This week, while listening to BBC Radio 4, I heard two references to James Bond. Neither was in what might be described as the conventional context for Bond references, but they revealed something about the continued cultural relevance of James Bond and perceptions of the 'James Bond lifestyle'.
The first came up in an interview broadcast on 15th June on PM, Radio 4's early evening current affairs programme presented by Eddie Mair. The subject being discussed (about 10-15 minutes into the programme) was radicalisation, in particular how Islamic State was proving to be so seductive to some people in the West. Eddie Mair was speaking to an expert on radicalisation (Daniel someone – I couldn't quite catch his name), and asked what was it that IS was promising young men.

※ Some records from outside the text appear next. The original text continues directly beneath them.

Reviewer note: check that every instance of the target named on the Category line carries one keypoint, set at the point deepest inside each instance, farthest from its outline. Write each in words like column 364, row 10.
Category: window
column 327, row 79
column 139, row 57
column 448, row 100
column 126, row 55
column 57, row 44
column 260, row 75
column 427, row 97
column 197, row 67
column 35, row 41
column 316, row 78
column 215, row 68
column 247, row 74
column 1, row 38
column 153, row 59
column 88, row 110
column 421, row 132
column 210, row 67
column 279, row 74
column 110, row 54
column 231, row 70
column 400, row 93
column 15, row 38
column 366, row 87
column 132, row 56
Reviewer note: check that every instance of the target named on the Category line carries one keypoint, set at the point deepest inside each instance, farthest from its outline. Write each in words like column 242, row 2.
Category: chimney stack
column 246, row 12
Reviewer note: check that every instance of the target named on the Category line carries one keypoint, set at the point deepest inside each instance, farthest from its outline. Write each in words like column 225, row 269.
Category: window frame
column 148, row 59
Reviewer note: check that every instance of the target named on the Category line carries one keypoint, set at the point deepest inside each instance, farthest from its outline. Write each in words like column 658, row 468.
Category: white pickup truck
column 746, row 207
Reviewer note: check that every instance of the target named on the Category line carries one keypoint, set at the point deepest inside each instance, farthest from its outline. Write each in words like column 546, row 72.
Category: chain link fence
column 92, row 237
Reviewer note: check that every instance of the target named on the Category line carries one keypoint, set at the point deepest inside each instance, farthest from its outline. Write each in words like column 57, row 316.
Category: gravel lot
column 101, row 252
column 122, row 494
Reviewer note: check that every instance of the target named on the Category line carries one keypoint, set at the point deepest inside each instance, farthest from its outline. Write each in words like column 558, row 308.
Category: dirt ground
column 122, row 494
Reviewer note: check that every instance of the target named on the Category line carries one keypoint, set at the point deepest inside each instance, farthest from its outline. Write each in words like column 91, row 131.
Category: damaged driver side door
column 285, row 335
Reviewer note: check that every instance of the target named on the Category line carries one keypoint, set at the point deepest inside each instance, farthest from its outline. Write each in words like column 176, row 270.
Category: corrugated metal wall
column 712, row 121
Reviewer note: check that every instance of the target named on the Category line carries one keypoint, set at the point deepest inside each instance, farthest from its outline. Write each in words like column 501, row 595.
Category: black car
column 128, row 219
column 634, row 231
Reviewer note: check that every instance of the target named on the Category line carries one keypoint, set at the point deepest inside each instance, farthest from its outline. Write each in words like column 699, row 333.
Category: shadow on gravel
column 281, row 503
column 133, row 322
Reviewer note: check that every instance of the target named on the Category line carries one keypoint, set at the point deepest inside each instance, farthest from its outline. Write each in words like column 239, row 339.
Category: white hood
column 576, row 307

The answer was that, in IS's slick recruitment films and propaganda, men were promised a wage, up to four wives, cars, a home, and that they'd be at the top of society in a warrior class, with everything taken care of.
“A sort of James Bond lifestyle. You don't have to work for it,” Eddie Mair commented, to which Daniel responded, perhaps dubiously, “A little bit, yes, you could say that.”
Coincidentally, James Bond was mentioned in another discussion about radicalisation driven by IS, this time on 16th June on Radio 4's flagship news programme, Today (about 15 minutes before the end of the programme). Presenter Sarah Montague spoke to Jordanian cartoonist and social activist Suleiman Bakhit, who works to counter Islamic extremism – and the sort of propaganda peddled by IS – with online superhero comics.
Suleiman Bakhit spoke about how kids growing up in the region didn't have access to the sort of fictional heroes that children enjoy in the West, such as Harry Potter and characters from Frozen, instead identifying figures such as Bin Laden as their heroes. Interestingly, though, once those children were given comics and stories featuring fictional heroes, they soon forgot about Bin Laden and others as they engaged in the stories and created games about the characters.
Suleiman Bakhit talked about one of his own projects, which he's launching in September. It's a series of comic books featuring as its hero Element Zero, a commander of a special forces unit fighting extremism. “An Arabic James Bond,” he said.
I wondered whether the name of his character was inspired by Bond's code number, but a broader point is that having fictional heroes (including, dare I say it, James Bond) is a positive thing. Stories featuring inspiring and exciting characters, whether novels, picture books or comic books, get children reading and channel their energies in creative and safe ways.
The discussion on the Today programme also reminded me about Ian Fleming's heroes. He had a few, with many of them being war heroes, such as Nelson, Winston Churchill, and his own father. There is, of course, no comparison between Fleming's noble heroes and the figures that children in parts of the Middle East purport to follow. But it struck me that the nature of hero worship in the West has changed considerably since Fleming's day. In regions that are largely conflict free, and have been so for decades, war heroes have been replaced by sports heroes, TV and film stars, and fictional characters. Where there is conflict, children and others look to the prominent figures and participants in those regions. The cultural environment is, as ever, an important factor in determining who our heroes are.
Returning to the interview on PM, Eddie Mair's comment highlights the importance of James Bond as a cultural touchstone. But it also suggested that what defines the 'James Bond lifestyle' is changing as James Bond memes – the traits that are associated with Bond – become generalised and separate to some extent from the films and books. No longer just casinos, dinner suits, and Aston Martins, the James Bond lifestyle is relative and could encompass any situation where there are perceived to be elements of luxury, adventure, danger, and glamour.